I first come to the conclusion that the exercise of the
"bodemrecht" in the present case falls to be considered as a
deprivation of property to the detriment of the applicant. In fact,
the very purpose of selling an object under a retention title consists
in securing the claim of the vendor to the full price in case the buyer
were to become unable to fulfil his obligations. Under civil law there
is no doubt that, in the present case the applicant remained the owner
of the concrete mixing machine. Economically, with the payment of
instalments by Atlas the right of Gasus would gradually lose substance,
but this aspect is not relevant to the present case as the machine was
seized while it was still being installed.
The exercise of the "bodemrecht" by the tax authorities thus
deprived Gasus not only of a "nuda proprietas" but of their possessions
in the sense of Article 1 para. 1, second sentence, of Protocol No. 1.
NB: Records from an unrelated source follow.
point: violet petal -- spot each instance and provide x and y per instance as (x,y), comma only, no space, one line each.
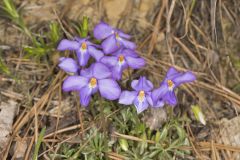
(127,97)
(109,89)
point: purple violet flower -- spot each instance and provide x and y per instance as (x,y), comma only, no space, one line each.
(69,65)
(165,93)
(113,38)
(121,60)
(83,47)
(140,97)
(96,77)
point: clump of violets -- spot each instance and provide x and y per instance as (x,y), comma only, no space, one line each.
(96,77)
(115,54)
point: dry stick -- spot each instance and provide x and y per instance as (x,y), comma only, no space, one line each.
(189,53)
(29,149)
(156,28)
(193,146)
(169,30)
(81,119)
(36,125)
(213,151)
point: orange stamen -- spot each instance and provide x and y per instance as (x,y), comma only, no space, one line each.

Leaving aside the sheer economical interest of filling the
treasury, which cannot be meant by that provision, I can think of no
"public interest" which could justify such an expropriation as there
exists no link whatsoever between the claims of the Dutch tax
authorities and the applicant company's possessions. I am not aware
of any other legislation which would allow the tax authorities to
confiscate the property of a third party which happens to be on the
premises of a tax debtor.
I also fail to find any justification for this "bodemrecht" when
taking into account the economic background of the
"eigendomsvoorbehoud". It is a relatively simple instrument of credit
which may have great practical importance. This instrument is deprived
of its value when the seller must fear that the tax authorities will
interfere as, in particular, he has no possibility of finding out
whether his partner, the buyer, has paid his taxes due.
Even assuming that the State could claim a legitimate interest
in applying the "bodemrecht", quod non, I would still find that, as the
applicant company was left without even the commencement of any
compensation, no fair balance was struck between the interests of the
fiscal authorities and those of the applicant company. Only in passing
do I wish to express some astonishment at the way in which Dutch
legislation accords a privileged position to the fiscal authorities in
comparison to other creditors.
For the reasons set out above I conclude that there has been a
violation of Article 1 of the Protocol in the present question.